Looking at the half-empty bottle I’m holding, I can see there’s a corner of the label that’s wrinkled just enough for me to get my thumbnail underneath and start easing it away from the cold glass. The paper’s damp with condensation and comes away without much of a fight.
We’ve been sitting in my living room for maybe five minutes and Colby’s said nothing since I gave him a beer from the fridge. He’s good at that, sometimes. Other time it’s like he can’t help himself and he’s got to share every smartass comment that crosses his mind.
I’ve hit a patch of label that’s not going to come loose, no matter how hard I try. It sticks to the bottle like it’s superglued on, and all I’m doing is getting little bits of wrinkled wet paper on my pants. I give up.
“Hell of a day, man.” I sound about as tired as I feel.
Colby’s doing that thing where he just nods. He does it all the time when he’s listening to Charlie. I still can’t tell if it’s because he’s agreeing with what he’s hearing or if it’s his way of encouraging Charlie to just get to the end already, to the bit where it all starts to make sense.
“I don’t want to do that again.”
I didn’t even know I was going to say it till it was out there, but that’s okay; Colby’s still looking at the bottle he’s rolling between his hands as he asks, “Do what again?”
“Be responsible for Liz’s life – anyone’s life – in that way.”
“Which is why you’ll be good at it,” he says, eyes coming up to meet mine briefly before going back to staring at whatever is so fascinating about that damn bottle of beer.
Some days that drawl of his just gets under my skin.
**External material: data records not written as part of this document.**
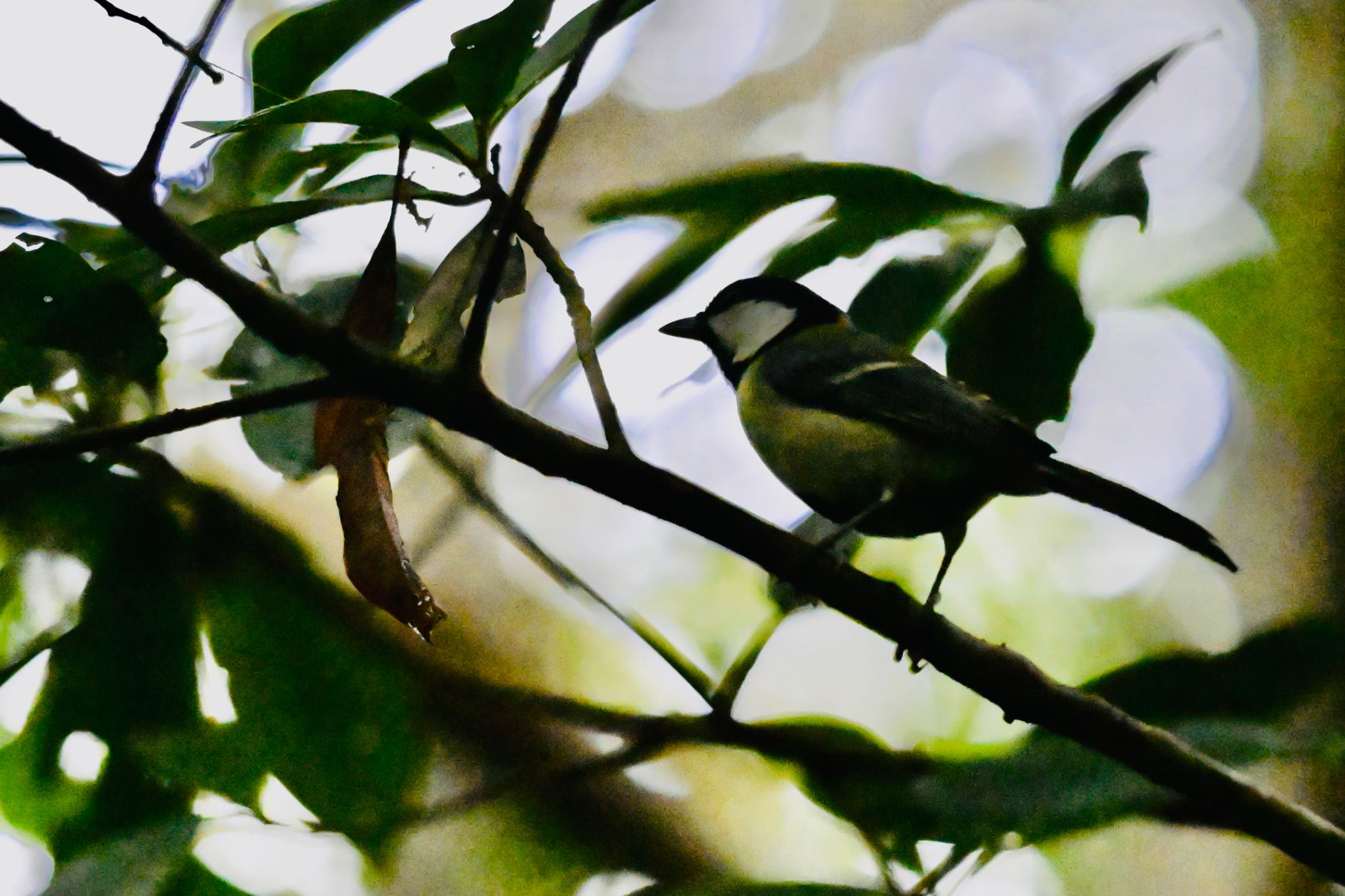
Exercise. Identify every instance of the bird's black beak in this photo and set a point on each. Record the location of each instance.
(686, 328)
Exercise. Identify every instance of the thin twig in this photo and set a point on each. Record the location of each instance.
(997, 673)
(628, 754)
(169, 41)
(147, 169)
(65, 444)
(474, 340)
(721, 702)
(581, 322)
(562, 574)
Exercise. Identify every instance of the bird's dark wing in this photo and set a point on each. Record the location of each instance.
(866, 378)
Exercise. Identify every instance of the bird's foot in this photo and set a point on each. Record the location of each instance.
(917, 662)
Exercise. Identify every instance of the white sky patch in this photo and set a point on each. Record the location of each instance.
(271, 860)
(82, 756)
(19, 695)
(27, 867)
(282, 806)
(618, 883)
(661, 777)
(213, 685)
(211, 805)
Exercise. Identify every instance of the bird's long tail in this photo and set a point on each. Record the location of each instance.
(1090, 488)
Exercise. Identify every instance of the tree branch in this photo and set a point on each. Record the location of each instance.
(581, 322)
(562, 574)
(474, 340)
(994, 672)
(147, 169)
(104, 437)
(169, 41)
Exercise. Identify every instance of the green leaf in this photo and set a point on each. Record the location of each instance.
(1116, 190)
(1239, 710)
(433, 93)
(1020, 336)
(283, 438)
(50, 299)
(1248, 683)
(320, 704)
(1095, 124)
(872, 203)
(562, 47)
(125, 670)
(303, 46)
(489, 54)
(233, 228)
(904, 300)
(359, 108)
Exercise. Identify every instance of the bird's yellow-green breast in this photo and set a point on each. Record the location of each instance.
(841, 465)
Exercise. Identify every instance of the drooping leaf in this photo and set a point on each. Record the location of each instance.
(1115, 191)
(1048, 786)
(436, 327)
(487, 56)
(350, 435)
(903, 301)
(1095, 124)
(1020, 336)
(283, 438)
(359, 108)
(301, 47)
(50, 299)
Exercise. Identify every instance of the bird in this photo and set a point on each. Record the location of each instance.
(880, 442)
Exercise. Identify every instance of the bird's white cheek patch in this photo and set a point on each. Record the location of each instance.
(748, 327)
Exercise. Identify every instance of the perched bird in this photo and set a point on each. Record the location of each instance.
(880, 442)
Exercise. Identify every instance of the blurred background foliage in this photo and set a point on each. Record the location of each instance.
(192, 698)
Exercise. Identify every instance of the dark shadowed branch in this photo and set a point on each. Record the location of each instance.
(997, 673)
(467, 480)
(169, 41)
(66, 444)
(474, 340)
(147, 169)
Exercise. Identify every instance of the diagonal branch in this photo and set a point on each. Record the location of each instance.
(474, 340)
(562, 574)
(104, 437)
(169, 41)
(147, 169)
(997, 673)
(581, 323)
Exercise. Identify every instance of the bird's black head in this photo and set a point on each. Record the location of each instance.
(751, 314)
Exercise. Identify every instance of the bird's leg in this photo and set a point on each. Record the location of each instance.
(853, 523)
(951, 542)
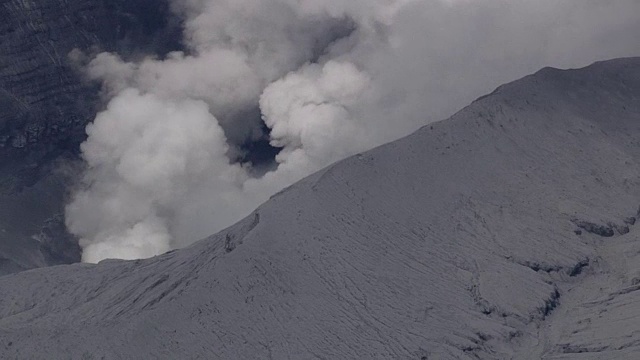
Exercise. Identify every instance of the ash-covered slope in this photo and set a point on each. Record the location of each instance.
(45, 105)
(506, 231)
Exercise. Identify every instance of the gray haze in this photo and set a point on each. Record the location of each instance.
(330, 77)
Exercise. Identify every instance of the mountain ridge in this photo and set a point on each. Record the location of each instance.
(474, 237)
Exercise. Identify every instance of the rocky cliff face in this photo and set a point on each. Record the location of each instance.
(508, 231)
(45, 105)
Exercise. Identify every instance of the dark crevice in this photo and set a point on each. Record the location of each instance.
(577, 269)
(550, 304)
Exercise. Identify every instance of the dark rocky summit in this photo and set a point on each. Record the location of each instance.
(45, 105)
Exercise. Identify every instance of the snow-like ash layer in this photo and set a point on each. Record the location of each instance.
(324, 79)
(482, 236)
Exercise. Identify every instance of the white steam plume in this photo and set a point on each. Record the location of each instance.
(330, 77)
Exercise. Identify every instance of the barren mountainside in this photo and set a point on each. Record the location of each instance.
(506, 231)
(45, 104)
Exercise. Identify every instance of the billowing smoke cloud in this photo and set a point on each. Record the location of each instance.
(330, 78)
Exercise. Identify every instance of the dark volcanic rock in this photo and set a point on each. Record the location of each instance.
(45, 105)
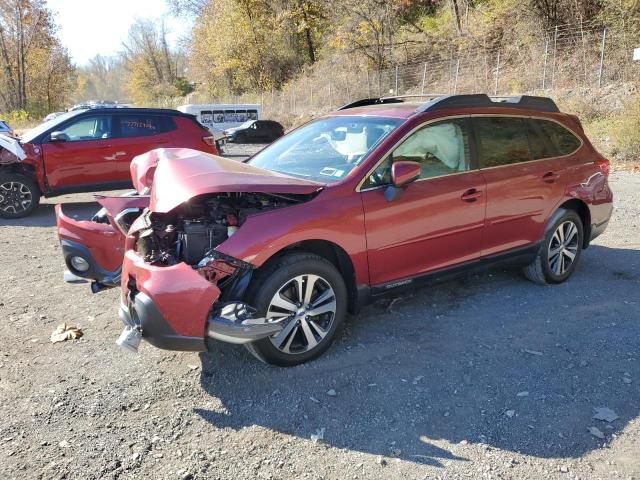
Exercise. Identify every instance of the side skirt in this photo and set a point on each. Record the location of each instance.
(518, 256)
(92, 187)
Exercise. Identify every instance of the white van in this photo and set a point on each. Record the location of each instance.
(223, 116)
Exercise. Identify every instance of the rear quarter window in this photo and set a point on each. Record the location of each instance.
(501, 141)
(561, 140)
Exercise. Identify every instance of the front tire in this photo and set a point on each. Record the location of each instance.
(310, 294)
(19, 195)
(560, 250)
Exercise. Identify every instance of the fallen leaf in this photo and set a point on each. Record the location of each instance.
(532, 352)
(65, 332)
(595, 431)
(605, 414)
(319, 435)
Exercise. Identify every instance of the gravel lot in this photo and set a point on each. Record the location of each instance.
(489, 376)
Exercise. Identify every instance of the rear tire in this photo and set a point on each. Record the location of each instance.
(19, 195)
(294, 287)
(560, 250)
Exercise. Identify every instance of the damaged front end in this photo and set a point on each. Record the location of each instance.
(178, 288)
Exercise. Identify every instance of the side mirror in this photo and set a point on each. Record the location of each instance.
(402, 174)
(59, 137)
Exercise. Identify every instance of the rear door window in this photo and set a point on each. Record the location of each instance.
(139, 125)
(561, 140)
(501, 141)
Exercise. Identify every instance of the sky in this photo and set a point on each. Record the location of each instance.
(91, 27)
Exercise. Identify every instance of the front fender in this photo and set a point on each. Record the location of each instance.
(265, 234)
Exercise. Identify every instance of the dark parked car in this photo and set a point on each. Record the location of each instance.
(255, 131)
(376, 197)
(88, 151)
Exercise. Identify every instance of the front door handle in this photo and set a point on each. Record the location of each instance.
(115, 155)
(471, 195)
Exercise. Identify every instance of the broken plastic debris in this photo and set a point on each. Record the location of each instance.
(319, 435)
(532, 352)
(65, 332)
(605, 414)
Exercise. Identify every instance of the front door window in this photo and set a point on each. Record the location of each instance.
(441, 148)
(89, 128)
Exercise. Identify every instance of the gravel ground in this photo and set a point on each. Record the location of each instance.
(489, 376)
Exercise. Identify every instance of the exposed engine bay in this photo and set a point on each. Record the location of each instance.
(191, 232)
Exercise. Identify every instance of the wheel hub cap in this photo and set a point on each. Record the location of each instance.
(307, 304)
(563, 247)
(14, 197)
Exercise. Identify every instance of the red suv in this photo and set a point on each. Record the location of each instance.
(381, 195)
(87, 151)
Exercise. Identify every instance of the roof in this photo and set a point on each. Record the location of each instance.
(389, 110)
(120, 110)
(406, 106)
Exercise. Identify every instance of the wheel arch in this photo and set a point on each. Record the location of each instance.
(332, 252)
(582, 209)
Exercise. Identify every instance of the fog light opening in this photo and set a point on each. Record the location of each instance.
(79, 264)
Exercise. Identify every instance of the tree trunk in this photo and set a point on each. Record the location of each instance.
(307, 32)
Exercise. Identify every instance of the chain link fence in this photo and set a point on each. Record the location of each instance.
(554, 60)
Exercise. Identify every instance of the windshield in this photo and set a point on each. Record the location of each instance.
(43, 127)
(325, 150)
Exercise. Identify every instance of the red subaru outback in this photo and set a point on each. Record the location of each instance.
(88, 151)
(381, 195)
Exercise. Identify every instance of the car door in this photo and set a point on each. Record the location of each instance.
(83, 153)
(523, 184)
(438, 220)
(135, 134)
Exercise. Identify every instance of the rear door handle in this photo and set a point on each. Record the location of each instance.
(471, 195)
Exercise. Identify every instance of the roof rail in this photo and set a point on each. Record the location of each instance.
(544, 104)
(370, 101)
(383, 100)
(441, 101)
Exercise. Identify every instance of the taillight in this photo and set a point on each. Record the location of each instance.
(604, 166)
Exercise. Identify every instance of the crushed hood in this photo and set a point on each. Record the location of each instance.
(12, 145)
(181, 174)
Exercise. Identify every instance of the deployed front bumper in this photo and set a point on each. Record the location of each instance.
(175, 308)
(98, 244)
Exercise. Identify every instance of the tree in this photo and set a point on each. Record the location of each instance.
(34, 68)
(154, 70)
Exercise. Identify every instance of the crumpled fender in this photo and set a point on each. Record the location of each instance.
(115, 205)
(142, 169)
(12, 151)
(180, 174)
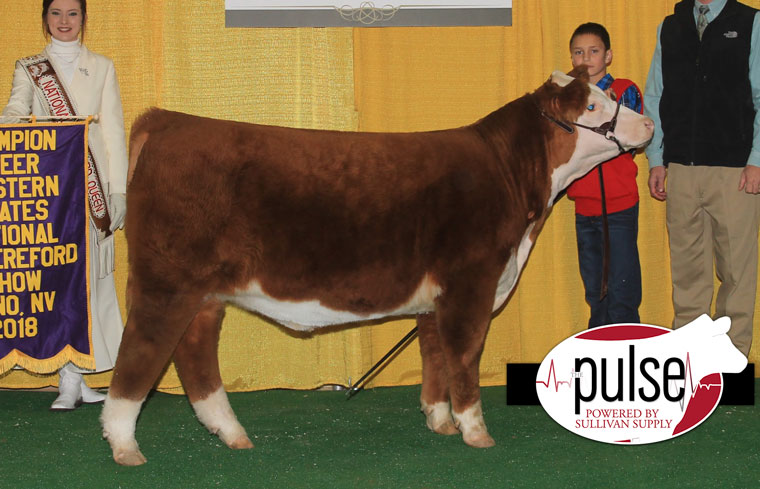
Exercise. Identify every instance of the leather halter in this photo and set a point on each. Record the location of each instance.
(607, 129)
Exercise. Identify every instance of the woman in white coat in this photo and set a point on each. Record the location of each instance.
(90, 80)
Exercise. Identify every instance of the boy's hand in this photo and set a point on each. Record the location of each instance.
(657, 176)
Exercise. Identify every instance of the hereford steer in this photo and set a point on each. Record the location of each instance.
(313, 228)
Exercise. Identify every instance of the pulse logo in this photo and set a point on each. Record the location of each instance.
(636, 383)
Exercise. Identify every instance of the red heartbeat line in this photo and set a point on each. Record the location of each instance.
(700, 385)
(569, 383)
(557, 383)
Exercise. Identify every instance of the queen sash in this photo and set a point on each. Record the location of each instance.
(59, 104)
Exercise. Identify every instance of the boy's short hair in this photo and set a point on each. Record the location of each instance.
(595, 29)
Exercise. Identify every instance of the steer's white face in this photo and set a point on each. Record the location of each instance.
(633, 130)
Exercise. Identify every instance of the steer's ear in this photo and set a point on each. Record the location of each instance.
(572, 100)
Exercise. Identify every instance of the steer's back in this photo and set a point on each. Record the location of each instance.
(357, 221)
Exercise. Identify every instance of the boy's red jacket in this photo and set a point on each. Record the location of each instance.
(620, 188)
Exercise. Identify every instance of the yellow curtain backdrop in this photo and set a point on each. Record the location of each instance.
(177, 54)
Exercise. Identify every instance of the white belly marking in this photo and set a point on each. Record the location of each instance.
(312, 314)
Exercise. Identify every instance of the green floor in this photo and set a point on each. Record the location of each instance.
(377, 439)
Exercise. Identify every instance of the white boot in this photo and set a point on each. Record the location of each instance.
(90, 396)
(72, 391)
(69, 391)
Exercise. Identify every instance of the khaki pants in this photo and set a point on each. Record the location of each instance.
(710, 221)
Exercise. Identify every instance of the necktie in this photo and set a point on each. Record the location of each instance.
(702, 19)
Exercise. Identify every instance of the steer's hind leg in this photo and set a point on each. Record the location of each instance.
(463, 314)
(434, 399)
(197, 362)
(154, 327)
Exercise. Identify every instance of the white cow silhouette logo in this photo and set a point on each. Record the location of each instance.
(636, 383)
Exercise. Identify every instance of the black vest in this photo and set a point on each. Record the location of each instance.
(706, 107)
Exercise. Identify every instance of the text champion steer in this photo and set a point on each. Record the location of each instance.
(312, 228)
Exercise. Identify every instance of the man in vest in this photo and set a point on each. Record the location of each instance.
(703, 92)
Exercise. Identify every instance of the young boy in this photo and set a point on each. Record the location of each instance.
(590, 46)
Specially when I don’t know what the hell he’s talking about.
“Because you worry,” he says in response to the glare he knows I’m sending his way, despite not looking at me. “It’s when a handler doesn’t worry about his asset that things go bad.”
His face twists slightly, so fast I almost miss it.
“That happen to you?” I ask.
“Look, David, you did good,” he says, as if I hadn’t said anything. “You kept Liz safe, and we got Pritchard. Any undercover op you can walk away from is a win. And next time you’ll do better.”
“But what if I don’t?”
It’s out before I can think, and that’s it, that’s what’s got me so worried. Not just that it nearly went wrong this time but that I didn’t know how to stop it going bad. If it happened again, I wouldn’t know what to do differently, except I wouldn’t let it go so far in the first place.
He’s looking at me now. “You telling me you did some driver’s ed theory and all of a sudden you knew how to drive a car?”
“That’s different – “
“It’s not,” Colby says. “You’ve still gotta learn. This was tough because Liz was learning too. Next time might be easier or it might not, but you’ll figure it out.”
I can feel my own head doing that Colby-nod thing while I work through what he’s saying.
“Yeah, or maybe you won’t, because your driving still sucks.”
Doesn’t mean he’s wrong about the rest, though. I’d forgotten how out of my depth I felt on my very first op because it didn’t go according to the textbook. These days, I can’t believe I ever expected it to. I guess this was no different from that, really; it was just a different sort of op.
I give him a quick salute with the bottle in my hand before taking a long cold drink. He doesn’t give much away, like always, but I think he’s pleased he’s finally gotten through to me because he raises his bottle briefly to me in return.
Or maybe he’s just hinting.
“Seems like mine’s empty,” he says in mournful surprise, and right now I’m just too damn grateful I’ve got him as my partner to kick his ass the way he deserves.
“There’s more in the fridge,” I tell him, and as he heads off in search, I find myself relaxing properly for the first time in days. I guess I didn’t do so badly after all.